Lo que no parece universal es la rapidez de China para tomar medidas y construir infraestructura sanitaria con el fin de enfrentar este tipo de epidemias. En enero cuando hacía poco se había conocido públicamente el brote, la provincia de Hubei, epicentro del vurus, ya había puesto en cuarentena a sus once millones de habitantes (prácticamente lo mismo que todos los pobladores de Cuba, Grecia, Bolivia o Bélgica).

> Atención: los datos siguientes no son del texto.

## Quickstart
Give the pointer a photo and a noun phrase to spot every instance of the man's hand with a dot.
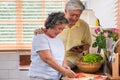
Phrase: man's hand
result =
(80, 48)
(39, 31)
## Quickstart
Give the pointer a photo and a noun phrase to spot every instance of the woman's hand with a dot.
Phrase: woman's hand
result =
(80, 49)
(39, 31)
(69, 73)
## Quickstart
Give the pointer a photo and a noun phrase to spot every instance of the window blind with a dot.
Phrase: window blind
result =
(19, 19)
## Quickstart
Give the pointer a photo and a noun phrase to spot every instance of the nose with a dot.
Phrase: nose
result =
(74, 17)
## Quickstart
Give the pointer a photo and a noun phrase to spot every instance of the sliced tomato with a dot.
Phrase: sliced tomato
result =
(98, 76)
(79, 75)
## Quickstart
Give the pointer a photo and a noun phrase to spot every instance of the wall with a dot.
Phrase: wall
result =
(9, 67)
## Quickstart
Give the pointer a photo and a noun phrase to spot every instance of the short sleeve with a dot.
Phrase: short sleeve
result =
(40, 42)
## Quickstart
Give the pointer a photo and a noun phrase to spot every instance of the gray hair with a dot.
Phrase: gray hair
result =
(74, 4)
(54, 19)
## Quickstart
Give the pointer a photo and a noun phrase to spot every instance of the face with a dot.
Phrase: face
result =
(53, 32)
(73, 16)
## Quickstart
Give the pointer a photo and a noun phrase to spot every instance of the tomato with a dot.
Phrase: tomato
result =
(98, 76)
(79, 75)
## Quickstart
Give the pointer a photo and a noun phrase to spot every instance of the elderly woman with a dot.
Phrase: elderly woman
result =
(48, 53)
(76, 33)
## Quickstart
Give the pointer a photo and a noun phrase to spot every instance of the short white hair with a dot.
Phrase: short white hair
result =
(74, 4)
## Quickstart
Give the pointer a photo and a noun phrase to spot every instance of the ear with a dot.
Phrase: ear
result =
(65, 11)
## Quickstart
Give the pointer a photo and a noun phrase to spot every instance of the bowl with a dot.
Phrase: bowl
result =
(88, 67)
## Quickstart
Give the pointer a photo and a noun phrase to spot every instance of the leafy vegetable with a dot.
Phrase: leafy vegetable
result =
(92, 58)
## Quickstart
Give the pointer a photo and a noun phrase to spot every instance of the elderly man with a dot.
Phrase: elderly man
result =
(76, 33)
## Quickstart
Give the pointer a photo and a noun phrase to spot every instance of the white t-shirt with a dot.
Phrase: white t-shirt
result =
(38, 67)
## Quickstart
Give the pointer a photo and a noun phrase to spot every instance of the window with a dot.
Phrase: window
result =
(19, 19)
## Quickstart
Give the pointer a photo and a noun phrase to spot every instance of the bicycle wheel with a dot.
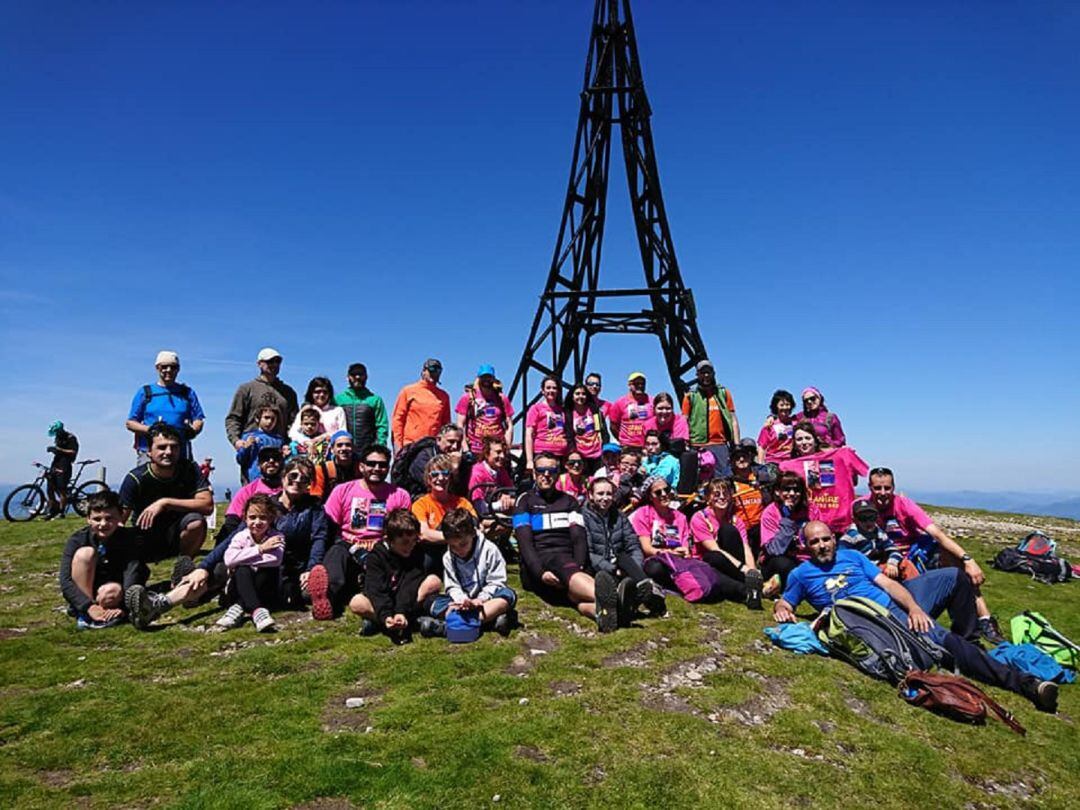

Pero además construyó en sólo diez días un hospital para internar a mil pacientes con módulos prefabricados en la zona de Huoshenshan, a unos 20 kilómetros del centro de la capital provincial Wuhan y comenzó uno más, si bien, a excepción de Hubei, no se han reportado nuevos casos nativos en el último fin se semana. Y desde el 27 de febrero el número diario de nuevos casos confirmados fue de sólo un dígito, según afirmó un funcionario de la Comisión Nacional de Salud, Mi Feng, en una conferencia de prensa.

China tiene escala monumental. Entre 2011 y 2013 produjo y usó más cemento que todo lo que usaron los Estados Unidos en el siglo XX, según se lee en «El sueño chino», el libro recientemente publicado del economista chileno, Osvaldo Rosales. Y hay un rosarino allá dispuesto a seguir estudiando y volver.